Biographies aren’t something that I read a lot of, although I don’t think this is entirely an accurate term for this book. The book really focuses on the few years prior to the tragedy, the event itself and the aftermath. Elisabeth Elliot tells the story with a heavy reliance on letters and diary entries written by the men themselves, and she fills in the gaps with narrative. There is a small amount of back-story provided on each man’s life before Ecuador, so in that sense, it’s not a biography. But I’m counting it! Ha!

I don’t think it’s always helpful to measure books based on how engaged or entertained I am as a reader … but I did notice that the first quarter of the book was hard going. Once the narrative shifted to the highly charged attempts to make contact with the Auca-Waodani tribe, and the suspected deaths of the men, and the search for their bodies, I found it much more readable and I blitzed through the last half.

It’s impossible to be left cold over the deaths of these men, especially when you’ve heard their own words convey the eagerness they had to see unreached people groups hear the gospel. It was a strong reminder to me that my life in the West is extremely comfortable, and the things that I feel I give up for the gospel are fairly paltry indeed. It made me ask questions about my own level of faith and my own heart for people who are ignorant of Jesus’ love for them. I was moved by their passion and drive, their willingness to sacrifice so many things, even their own lives with their wives and families. I was also really challenged by the fortitude and trust of the women who were widowed through the experience, and the surrender they displayed. I know that if my husband was wanting to reach out to a tribe that were known killers, I would probably be flinging myself at his feet and beseeching him to not leave my children without a father. I truly don’t know how they walked through that experience. In that sense, there is a definite sense of generational disconnect, reading as a ‘millennial’. The ‘1950s wife’ mindset comes through very strongly to this 2019 woman. It’s not a bad thing, in fact I think it’s rather valuable. But I did notice it.

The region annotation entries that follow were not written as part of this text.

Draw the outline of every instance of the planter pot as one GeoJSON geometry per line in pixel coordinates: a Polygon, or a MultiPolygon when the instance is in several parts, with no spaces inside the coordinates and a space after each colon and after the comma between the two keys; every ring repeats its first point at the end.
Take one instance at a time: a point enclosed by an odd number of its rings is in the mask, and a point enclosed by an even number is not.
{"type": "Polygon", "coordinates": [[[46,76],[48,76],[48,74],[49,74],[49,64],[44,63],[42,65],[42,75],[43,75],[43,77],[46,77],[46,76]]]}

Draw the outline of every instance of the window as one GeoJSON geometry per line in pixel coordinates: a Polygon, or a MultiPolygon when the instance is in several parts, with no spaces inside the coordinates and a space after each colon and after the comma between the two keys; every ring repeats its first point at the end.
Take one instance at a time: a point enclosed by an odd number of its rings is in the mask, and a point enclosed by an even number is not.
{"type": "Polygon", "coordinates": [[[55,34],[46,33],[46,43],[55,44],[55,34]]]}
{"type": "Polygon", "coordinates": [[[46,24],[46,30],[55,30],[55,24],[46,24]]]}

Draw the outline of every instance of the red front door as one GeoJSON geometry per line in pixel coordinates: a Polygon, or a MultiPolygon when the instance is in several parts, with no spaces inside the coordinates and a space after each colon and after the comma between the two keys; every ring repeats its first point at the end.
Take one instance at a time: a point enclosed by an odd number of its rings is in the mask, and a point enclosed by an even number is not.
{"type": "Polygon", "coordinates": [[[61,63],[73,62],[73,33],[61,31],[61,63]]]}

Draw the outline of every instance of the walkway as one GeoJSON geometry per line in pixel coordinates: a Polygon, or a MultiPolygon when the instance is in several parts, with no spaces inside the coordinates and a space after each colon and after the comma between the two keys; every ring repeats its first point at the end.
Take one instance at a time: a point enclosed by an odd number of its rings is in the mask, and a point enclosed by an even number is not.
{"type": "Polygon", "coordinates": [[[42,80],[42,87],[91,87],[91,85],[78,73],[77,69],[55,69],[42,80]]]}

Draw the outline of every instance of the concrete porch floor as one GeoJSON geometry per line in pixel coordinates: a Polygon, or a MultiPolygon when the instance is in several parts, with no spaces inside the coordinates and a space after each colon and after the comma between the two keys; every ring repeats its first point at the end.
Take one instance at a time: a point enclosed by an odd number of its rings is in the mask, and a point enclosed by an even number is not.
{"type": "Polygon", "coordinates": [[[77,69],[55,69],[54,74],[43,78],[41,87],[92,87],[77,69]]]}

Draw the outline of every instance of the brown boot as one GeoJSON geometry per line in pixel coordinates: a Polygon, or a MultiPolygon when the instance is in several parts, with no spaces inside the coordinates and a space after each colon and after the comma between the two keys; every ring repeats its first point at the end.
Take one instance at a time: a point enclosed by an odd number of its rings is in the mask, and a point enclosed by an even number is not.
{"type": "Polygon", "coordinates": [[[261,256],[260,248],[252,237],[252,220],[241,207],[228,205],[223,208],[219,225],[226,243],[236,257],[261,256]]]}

My main criticism of the book would be the bland narrative voice from Elisabeth Elliot herself. I realise that the intention of the book was to provide an account of “what happened”, but I found myself wanting to hear so much more of how it felt, and the internal struggles and victories that these women walked through. The writing was sparse and even monotone at times — I suppose the events themselves certainly didn’t require hyping up. Elisabeth does refer at the end of the book to her personal experience and it was wonderful (albeit written in 1996 with the benefit of decades of hindsight). Perhaps her writing within a year of her husband’s death reflects her own state of grief, shock and coping mechanisms. But it almost came across as devoid of emotion, and that detracted from the overall effect in my mind. It could almost have been written by a stranger who compiled the documents and didn’t know the men themselves.

Elisabeth Elliot did go on to write many more books, including ones that detailed her and Jim’s courtship and love story, so I guess her overall body of work might answer those questions. But as a stand-alone book, it felt unsatisfactory.

Still, I mean ….. this is an incredible story. These were incredible men. The blood of martyrs is an incredible gift to the body of Christ and we need to read stories like this regularly. It stokes the fire of our own faith and reminds us of the call of Christ to lay down and die.

Thank you, Jim Elliot, Nate Saint, Roger Youderian, Ed McCully and Pete Fleming.